Evitando di soffermarsi troppo su quello che è noto, cioè che anche quest’ultimo libro di Aldo Busi è una festa della lingua italiana e che è il tripudio di tutto ciò che non è omologato in letteratura (come nove romanzi su dieci della top ten di qualsiasi settimana), “L’altra mammella delle vacche amiche” e chi lo ha scritto vanno ringraziati per l’estremismo, poco di moda in questi tempi, perfino per i periodi arzigogolati e le infinite digressioni, per il punto di vista altro contro ogni oltre opinione scontata e addomesticata.

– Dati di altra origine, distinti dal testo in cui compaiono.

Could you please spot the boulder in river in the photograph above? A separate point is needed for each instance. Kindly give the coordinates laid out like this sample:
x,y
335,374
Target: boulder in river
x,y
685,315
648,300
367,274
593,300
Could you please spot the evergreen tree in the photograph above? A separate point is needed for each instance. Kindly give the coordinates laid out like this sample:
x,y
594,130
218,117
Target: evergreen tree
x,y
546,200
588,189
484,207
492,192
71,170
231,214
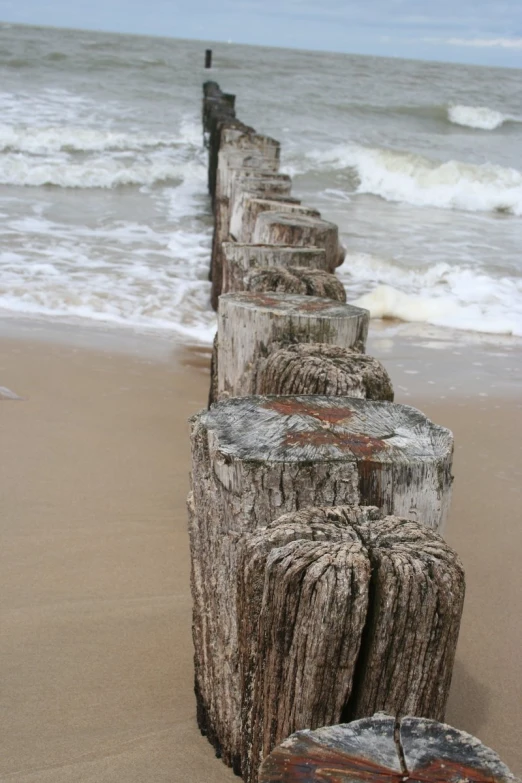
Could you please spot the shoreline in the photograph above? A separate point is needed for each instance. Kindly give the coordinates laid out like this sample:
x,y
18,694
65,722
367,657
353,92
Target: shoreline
x,y
423,361
95,579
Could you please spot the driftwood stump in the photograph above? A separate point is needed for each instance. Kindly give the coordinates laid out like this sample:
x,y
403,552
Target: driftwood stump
x,y
238,152
259,184
251,326
247,208
255,458
296,280
342,612
240,259
324,369
384,749
280,228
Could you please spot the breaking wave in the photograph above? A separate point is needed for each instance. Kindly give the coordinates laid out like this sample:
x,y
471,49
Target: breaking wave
x,y
402,176
477,117
457,297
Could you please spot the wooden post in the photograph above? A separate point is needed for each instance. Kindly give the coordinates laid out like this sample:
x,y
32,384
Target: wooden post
x,y
329,370
247,208
251,326
240,259
296,280
384,748
263,185
342,612
279,228
238,150
255,458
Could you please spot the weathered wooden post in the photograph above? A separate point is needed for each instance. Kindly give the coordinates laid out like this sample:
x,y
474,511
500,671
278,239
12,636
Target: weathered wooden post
x,y
263,185
329,370
296,280
248,207
280,228
342,612
240,259
255,458
238,150
251,326
384,748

Riassumere il libro sarebbe da presuntuosi, oltre che un pessimo servigio al lettore, che deve attendersi pagine ardite e mai scontate. Basti sapere che tra le righe, fra sogni, realtà e ricordi irrazionali, Busi lotta contro un’Italietta gretta e meschina (dalla provincia bresciana alla società letteraria), paese scandagliato in lungo e largo, eticamente sopraffatto da affaristi e maneggioni, e soprattutto da ignoranza, superficialità e superfluità. La sua vita di uomo e quella di scrittore sono inscindibili, dato che emerge ancora una volta, prepotentemente, come il suo rapporto speciale con le donne (amate intellettualmente, ritratte anche spietatamente – le vacche amiche, una lombarda, una caraibica, una calabrese), lettrici e ammiratrici, e quello privilegiato con la contessa Miriam, con cui intrattiene un densissimo epistolario elettronico, attaccando qualsiasi meschinità lo circondi, spesso attraverso il comico, e quindi il tragico, mai con nostalgie, rimpianti o sensi di colpa.